Let $X = [0,1)$ be the half-open unit interval, which is locally compact but not compact. Let $K_n = \{0\} \cup [\frac{1}{n}, 1-\frac{1}{n}]$ which is compact. Then we have $K_n \subset K_{n+1}$ and $X = \bigcup_n K_n$. But the compact set $K = [0, \frac{1}{2}]$ is not contained in any of the $K_n$.
However, under these assumptions here is something we can prove.
There exists a sequence of compact sets $K_n'$ such that $\bigcup_n K_n' = X$ and $K_{n-1}' \subset (K_{n}')^\circ$ for each $n$. In particular, for any compact set $K$, there is some $n$ with $K \subset K_n'$.

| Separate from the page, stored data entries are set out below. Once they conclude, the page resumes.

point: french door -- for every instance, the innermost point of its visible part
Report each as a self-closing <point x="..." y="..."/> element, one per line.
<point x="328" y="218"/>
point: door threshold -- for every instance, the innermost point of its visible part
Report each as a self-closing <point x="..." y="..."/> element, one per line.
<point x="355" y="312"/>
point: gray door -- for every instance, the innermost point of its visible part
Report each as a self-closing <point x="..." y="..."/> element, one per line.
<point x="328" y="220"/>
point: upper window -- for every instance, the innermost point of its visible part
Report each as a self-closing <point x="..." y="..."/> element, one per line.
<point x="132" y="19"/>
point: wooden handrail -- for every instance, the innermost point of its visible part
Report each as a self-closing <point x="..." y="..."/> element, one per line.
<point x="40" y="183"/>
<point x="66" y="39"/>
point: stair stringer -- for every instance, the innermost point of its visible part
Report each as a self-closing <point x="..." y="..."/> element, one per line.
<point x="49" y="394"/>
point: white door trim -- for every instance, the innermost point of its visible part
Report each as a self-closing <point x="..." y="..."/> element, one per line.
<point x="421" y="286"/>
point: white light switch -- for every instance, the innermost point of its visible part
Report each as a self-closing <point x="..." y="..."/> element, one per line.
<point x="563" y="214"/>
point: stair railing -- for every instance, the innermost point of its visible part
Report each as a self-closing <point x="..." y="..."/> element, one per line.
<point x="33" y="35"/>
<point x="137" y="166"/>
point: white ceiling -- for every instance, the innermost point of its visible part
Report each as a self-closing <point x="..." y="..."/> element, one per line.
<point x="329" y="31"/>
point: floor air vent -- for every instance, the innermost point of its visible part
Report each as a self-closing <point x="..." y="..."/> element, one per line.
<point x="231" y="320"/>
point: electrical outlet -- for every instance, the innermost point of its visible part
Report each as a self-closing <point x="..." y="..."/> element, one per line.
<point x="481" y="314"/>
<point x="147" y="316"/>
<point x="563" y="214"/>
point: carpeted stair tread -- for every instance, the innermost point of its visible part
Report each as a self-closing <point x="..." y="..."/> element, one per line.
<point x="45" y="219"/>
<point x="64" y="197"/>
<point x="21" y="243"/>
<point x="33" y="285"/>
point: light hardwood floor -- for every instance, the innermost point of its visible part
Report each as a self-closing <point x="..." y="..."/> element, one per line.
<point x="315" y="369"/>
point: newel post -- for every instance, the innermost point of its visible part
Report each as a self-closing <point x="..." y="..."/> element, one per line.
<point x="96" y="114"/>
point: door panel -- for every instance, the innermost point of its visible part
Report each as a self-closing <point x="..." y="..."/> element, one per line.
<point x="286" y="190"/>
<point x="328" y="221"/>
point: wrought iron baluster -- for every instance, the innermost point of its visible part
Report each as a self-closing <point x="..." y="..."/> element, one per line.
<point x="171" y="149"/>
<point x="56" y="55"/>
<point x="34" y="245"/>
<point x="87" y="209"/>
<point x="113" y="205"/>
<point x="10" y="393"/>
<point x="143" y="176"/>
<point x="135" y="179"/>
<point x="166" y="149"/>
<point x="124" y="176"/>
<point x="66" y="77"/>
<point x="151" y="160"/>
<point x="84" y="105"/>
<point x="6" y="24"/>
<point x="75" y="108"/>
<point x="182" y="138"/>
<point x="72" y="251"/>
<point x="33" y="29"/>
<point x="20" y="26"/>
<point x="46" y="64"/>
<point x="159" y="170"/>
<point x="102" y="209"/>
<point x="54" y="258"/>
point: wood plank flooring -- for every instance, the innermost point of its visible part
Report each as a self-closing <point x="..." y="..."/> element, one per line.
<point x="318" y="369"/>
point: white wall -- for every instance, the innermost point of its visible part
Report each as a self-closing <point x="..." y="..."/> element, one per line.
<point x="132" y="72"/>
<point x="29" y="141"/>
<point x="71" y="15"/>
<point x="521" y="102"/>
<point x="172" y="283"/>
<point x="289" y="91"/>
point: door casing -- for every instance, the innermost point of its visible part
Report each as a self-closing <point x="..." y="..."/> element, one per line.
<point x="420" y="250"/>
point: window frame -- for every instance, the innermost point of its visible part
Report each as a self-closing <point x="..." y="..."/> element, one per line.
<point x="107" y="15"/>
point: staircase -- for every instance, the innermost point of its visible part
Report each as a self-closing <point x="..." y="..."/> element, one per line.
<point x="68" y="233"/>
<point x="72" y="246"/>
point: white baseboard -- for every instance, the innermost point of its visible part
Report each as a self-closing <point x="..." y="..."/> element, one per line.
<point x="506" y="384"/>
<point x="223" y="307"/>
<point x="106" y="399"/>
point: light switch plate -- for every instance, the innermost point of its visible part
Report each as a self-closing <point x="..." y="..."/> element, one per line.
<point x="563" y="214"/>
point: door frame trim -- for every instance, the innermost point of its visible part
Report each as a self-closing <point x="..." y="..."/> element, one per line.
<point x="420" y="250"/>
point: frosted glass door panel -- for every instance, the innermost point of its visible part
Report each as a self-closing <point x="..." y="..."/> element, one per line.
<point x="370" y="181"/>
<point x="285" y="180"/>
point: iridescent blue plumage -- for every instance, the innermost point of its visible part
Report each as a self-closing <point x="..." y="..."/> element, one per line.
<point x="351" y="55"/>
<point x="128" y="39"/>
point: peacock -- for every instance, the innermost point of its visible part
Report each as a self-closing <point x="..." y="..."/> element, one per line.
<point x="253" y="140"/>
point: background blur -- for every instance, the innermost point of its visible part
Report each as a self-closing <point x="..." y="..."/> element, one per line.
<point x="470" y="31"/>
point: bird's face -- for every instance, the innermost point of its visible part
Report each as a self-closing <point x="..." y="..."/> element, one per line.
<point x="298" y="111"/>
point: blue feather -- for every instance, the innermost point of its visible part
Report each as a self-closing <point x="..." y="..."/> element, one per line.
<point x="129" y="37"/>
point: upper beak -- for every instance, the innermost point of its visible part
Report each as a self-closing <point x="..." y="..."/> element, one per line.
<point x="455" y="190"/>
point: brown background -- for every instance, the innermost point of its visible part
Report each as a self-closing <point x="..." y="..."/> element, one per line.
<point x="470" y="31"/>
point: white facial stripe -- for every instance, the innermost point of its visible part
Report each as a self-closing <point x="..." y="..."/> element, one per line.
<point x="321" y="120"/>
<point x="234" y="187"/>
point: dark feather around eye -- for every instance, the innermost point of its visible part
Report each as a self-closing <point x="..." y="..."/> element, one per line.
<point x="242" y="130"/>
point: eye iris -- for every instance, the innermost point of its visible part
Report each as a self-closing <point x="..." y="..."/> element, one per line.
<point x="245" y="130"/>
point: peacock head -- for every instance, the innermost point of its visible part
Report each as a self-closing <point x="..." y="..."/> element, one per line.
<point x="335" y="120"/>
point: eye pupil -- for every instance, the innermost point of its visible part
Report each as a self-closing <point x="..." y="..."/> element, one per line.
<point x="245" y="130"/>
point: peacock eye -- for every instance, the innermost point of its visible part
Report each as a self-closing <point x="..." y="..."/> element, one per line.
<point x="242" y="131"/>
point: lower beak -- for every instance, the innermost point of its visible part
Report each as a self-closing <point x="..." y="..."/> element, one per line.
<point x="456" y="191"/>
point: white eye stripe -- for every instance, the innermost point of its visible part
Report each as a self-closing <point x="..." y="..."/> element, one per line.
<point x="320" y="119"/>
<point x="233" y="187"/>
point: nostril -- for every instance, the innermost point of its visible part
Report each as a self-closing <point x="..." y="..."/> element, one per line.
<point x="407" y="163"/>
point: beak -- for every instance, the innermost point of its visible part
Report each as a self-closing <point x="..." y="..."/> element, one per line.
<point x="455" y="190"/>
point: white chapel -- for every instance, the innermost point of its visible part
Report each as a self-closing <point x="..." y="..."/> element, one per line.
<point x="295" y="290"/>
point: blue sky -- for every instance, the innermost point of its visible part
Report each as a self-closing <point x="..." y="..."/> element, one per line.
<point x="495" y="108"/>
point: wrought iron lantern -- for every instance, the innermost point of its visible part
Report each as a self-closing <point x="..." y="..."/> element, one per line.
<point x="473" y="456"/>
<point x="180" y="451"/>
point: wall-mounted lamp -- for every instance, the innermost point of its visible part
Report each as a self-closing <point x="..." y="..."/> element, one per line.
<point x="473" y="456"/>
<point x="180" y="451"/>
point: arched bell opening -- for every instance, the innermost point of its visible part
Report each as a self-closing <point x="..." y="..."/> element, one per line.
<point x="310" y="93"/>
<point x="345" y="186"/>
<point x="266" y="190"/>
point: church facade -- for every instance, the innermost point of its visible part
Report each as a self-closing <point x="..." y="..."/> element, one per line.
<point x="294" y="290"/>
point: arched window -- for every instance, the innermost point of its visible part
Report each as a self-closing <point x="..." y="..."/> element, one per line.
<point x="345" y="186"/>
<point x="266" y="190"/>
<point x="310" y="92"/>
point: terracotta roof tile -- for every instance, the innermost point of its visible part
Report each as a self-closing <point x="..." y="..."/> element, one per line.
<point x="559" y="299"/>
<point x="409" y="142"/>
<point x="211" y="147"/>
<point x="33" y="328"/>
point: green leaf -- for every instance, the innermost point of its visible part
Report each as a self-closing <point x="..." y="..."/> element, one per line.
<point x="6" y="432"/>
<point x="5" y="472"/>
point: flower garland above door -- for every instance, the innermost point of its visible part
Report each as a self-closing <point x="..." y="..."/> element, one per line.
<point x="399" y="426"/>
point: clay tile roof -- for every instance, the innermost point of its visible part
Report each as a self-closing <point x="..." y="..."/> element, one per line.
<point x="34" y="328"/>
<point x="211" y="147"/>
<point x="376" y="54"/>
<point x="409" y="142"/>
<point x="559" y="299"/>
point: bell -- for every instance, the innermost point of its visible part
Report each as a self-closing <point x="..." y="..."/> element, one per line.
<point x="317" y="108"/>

Proof. By local compactness, for each $x \in X$ there is an open set $U_x$ such that $x \in U_x$ and $\overline{U_x}$ is compact. We construct $K_n'$ recursively. To get started, let $K_0'=\emptyset$. Now to construct $K_n'$, suppose $K_{n-1}'$ is already constructed. Since $K_n \cup K_{n-1}'$ is compact, there exist $x_1, \dots, x_r$ such that $K_n \cup K_{n-1}' \subset U_{x_1} \cup \dots \cup U_{x_r}$. Set $K_n' = \overline{U_{x_1}} \cup \dots \cup \overline{U_{x_r}}$ which is compact. Then $K_{n-1}' \cup K_n \subset (K_n')^\circ$.
In particular, $\bigcup_n K_n' \supset \bigcup (K_n')^\circ \supset \bigcup_n K_n = X$. So the $K_n'$ cover $X$.
Moreover, the sets $(K_n')^\circ$ are an increasing open covering of $X$. So if $K$ is any compact set, we must have $K \subset (K_n')^\circ \subset K_n'$ for some $n$.
Solution 2:
I can't comment due to lack of reputation.
In the argument of @Nate Eldredge, do we need the space $X$ to be a Haussdorf space, in order to have closed compact neighbourhoods of each point?